During the years that Rav Kook served as rabbi of Jaffa, he met and befriended many of the Hebrew writers and intellectuals of the time. His initial contact was with the 'elder' of the Hebrew writers, Alexander Zuskind Rabinowitz, better known by the abbreviation Azar. Azar was one of the leaders of Po'alei Tzion, a Marxist, anti-religious party, but over time Azar developed strong yearnings for traditional Judaism. He met with Rav Kook many times, and they became close friends and soul mates.

Azar once asked Rav Kook: how can the Sages interpret the verse 'an eye for an eye' (Ex. 21:24) as referring to monetary compensation? Does this explanation not contradict the peshat, the simple meaning of the verse?

The Talmud (Baba Kamma 84a) brings a number of proofs that the phrase "eye for an eye" cannot be taken literally. How, for example, could justice be served if the person who poked out his neighbor's eyes was blind? Or what if one of the parties had only one functioning eye before the incident? Clearly, there are many cases in which such a sentence would be neither equitable nor just.

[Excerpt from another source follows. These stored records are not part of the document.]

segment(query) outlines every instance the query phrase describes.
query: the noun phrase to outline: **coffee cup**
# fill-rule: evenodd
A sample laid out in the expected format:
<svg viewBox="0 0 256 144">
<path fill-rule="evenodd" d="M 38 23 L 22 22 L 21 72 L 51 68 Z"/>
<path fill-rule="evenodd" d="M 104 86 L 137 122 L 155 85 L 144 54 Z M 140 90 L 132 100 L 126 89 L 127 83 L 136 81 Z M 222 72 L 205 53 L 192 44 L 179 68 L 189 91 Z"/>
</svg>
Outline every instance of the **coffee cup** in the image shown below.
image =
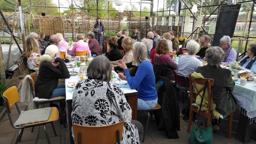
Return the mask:
<svg viewBox="0 0 256 144">
<path fill-rule="evenodd" d="M 240 79 L 240 85 L 241 86 L 245 86 L 247 82 L 247 79 L 245 78 L 241 78 Z"/>
</svg>

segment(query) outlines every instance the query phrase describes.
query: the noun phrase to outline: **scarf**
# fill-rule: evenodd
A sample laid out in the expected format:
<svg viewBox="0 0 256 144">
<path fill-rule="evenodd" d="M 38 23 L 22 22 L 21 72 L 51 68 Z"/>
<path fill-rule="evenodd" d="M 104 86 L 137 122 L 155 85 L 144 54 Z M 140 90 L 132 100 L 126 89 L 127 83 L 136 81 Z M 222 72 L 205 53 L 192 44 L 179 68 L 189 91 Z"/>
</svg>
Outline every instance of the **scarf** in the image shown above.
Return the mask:
<svg viewBox="0 0 256 144">
<path fill-rule="evenodd" d="M 227 49 L 225 50 L 225 55 L 224 55 L 224 58 L 223 59 L 223 60 L 222 60 L 223 62 L 226 62 L 227 60 L 227 57 L 229 55 L 230 52 L 232 49 L 232 47 L 231 45 L 229 46 Z"/>
<path fill-rule="evenodd" d="M 243 60 L 240 61 L 240 65 L 241 66 L 243 67 L 243 65 L 246 63 L 246 62 L 249 58 L 250 57 L 249 57 L 247 56 L 247 57 L 244 58 Z M 250 61 L 249 62 L 249 63 L 247 65 L 247 66 L 246 66 L 246 67 L 245 67 L 245 68 L 248 69 L 250 69 L 251 67 L 252 67 L 252 66 L 254 63 L 255 60 L 256 60 L 256 58 L 255 58 L 255 56 L 254 56 L 253 58 L 253 59 L 252 59 L 250 60 Z"/>
</svg>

What bothered Azar was the obvious discrepancy between the simple reading of the verse and the Talmudic exegesis. If "eye for an eye" in fact means monetary compensation, why does the Torah not say that explicitly?

The Parable

Rav Kook responded by way of a parable. The Kabbalists, he explained, compared the Written Torah to a father and the Oral Torah to a mother. When parents discover their son has committed a very grave offense, how do they react?

The father immediately raises his hand to punish his son. But the mother, full of compassion, rushes to stop his raised arm. "Please, not in anger!" she pleads, and she convinces the father to mete out a lighter punishment.

An onlooker might feel that all this drama and conflict is superfluous. In the end, the child did not receive corporal punishment. Why make a big show of it?

In fact, the scene had great educational value for the errant son. Even though he was only lightly disciplined, the son was made to understand that his actions deserved a much more severe punishment.

Fitting Punishment

This is exactly the case when one person injures another. The offender needs to understand the gravity of his actions. In practice, he only pays monetary restitution, as the Oral Law rules. But he should not think that money alone can rectify his actions. As Maimonides explained in the Mishneh Torah, the Torah's intention is not that we should actually injure him in the same way that he injured his neighbor, but rather 'that it is fitting to amputate his limb or injure him, just as he did to the other' (Laws of Personal Injuries 1:3).

Maimonides more fully developed the idea that monetary restitution alone cannot atone for physical damages in chapter 5:

"Causing another bodily injury is not like causing monetary loss. One who causes monetary loss is exonerated as soon as he repays the damages. But if he injured his neighbor, even though he paid all five categories of monetary restitution — even if he offered to God all the rams of Nevayot (see Isaiah 60:7) — he is not exonerated until he has asked the one injured for forgiveness and he agrees to forgive him."  (Personal Injuries 5:9)

The Revealed and the Esoteric

Afterwards, Azar remarked: Only Rav Kook could have given such an explanation, clarifying legal concepts in Jewish Law by way of Kabbalistic metaphors. For I once heard him say that the boundaries between Nigleh and Nistar, the revealed and the esoteric parts of Torah, are not so rigid. For some people, Torah with Rashi's commentary is an esoteric study; while for others, even a chapter in the Kabbalistic work Eitz Chayim belongs to the revealed part of Torah.